In summary, I repeat that I will be supporting the Minister—of course I will, as I am loyal, just like a dog—but it does not stop me raising a flag of concern. There will always be problems around these matters. I hope that that will not be the case but I would not be surprised if, as my right hon. Friend the Member for South Holland and The Deepings has said, we are only at the start of a process and we have to revisit this shortly.
Finally, may I apologise, Mr Deputy Speaker, as I do not feel great and I am a bit dizzy, so my voice is not the usual? I am going to sit down now.

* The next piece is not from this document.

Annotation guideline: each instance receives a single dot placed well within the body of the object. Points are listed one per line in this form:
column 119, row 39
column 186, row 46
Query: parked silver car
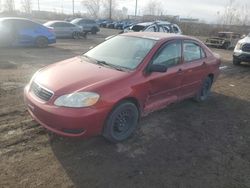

Let me cement that point but also perhaps offer an olive branch to the Minister, if I might be so bold. If the Minister, when he sums up, were to make a firm and binding commitment that he, for example, and others will appear before the ISC at our request to be scrutinised on these and other matters, that might go some way—not the whole way, but some way—to assuaging doubts and fears.
I thank my right hon. Friend for his intervention. Again, I empathise with the point. I will happily leave it to the Minister to make his view known in his summing-up later.